The intention is to demonstrate the making of an art work that is more than a preparatory sketch but possibly less than the dreaded ‘final outcome’. Perhaps the word is a ‘study’. The idea is to use the various stencils that I have cut whilst working with the year ten graffitti inspired students in a fairly free form way along with ideas derived from Kusama at Tate Modern and some of the Mexican grafftti artists in Street Sketchbook. Keri Smith and her work on exploring the world, collage and her sources are also supposed to be in there too. The intention is to demonstrate the synthesis of sources and influences along with a direct approach, without the working up of a preparatory sketch.

1. The art room is running out of large paper. Remembering one of the instructions from the wreck this book/Keri Smith work take what you can find and glue and tape it together to make a surface to suit. The surface itself is thus a collage using things that come to hand. Joing together with glue, parcel tape and some sticky backed plastic. Referencing Rauschenberg’s surfaces etc.

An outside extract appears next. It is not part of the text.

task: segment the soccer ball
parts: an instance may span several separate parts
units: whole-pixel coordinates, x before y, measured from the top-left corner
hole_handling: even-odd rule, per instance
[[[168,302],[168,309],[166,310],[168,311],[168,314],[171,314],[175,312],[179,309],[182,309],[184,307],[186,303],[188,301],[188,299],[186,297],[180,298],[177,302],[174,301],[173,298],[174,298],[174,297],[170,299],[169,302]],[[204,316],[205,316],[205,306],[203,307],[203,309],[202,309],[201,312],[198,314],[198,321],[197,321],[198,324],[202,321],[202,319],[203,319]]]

2. Smear some red and acrylic across the surface with a big brush to give yourself something to work on after lunch.

3. Have lunch.

4. Gather the year tens round the table and show them the taped together sheets and explain what I am going to do and why. Set them off on their work programmes for the afternoon. Cut out some little heads from the gold sticky backed plastic (factory throw out) and stick them on. Use two of the head stencils to put on a couple of head shapes looking towards each other so that they are ‘in conversation’. The stencils are nice because they are personal and graphic but they are less personal than the brush mark. They make a sort of tool kit to make an image and I have made them so that they can be put on top of each other to make multi-layered and coloured images.

5. Work over all of the paintings with the stencils to make crowds and a conversation. ‘Finish off’ one of them with a broken brush and a drawing loosely derived from the sketchbook drawings going in between the stencils and collage heads.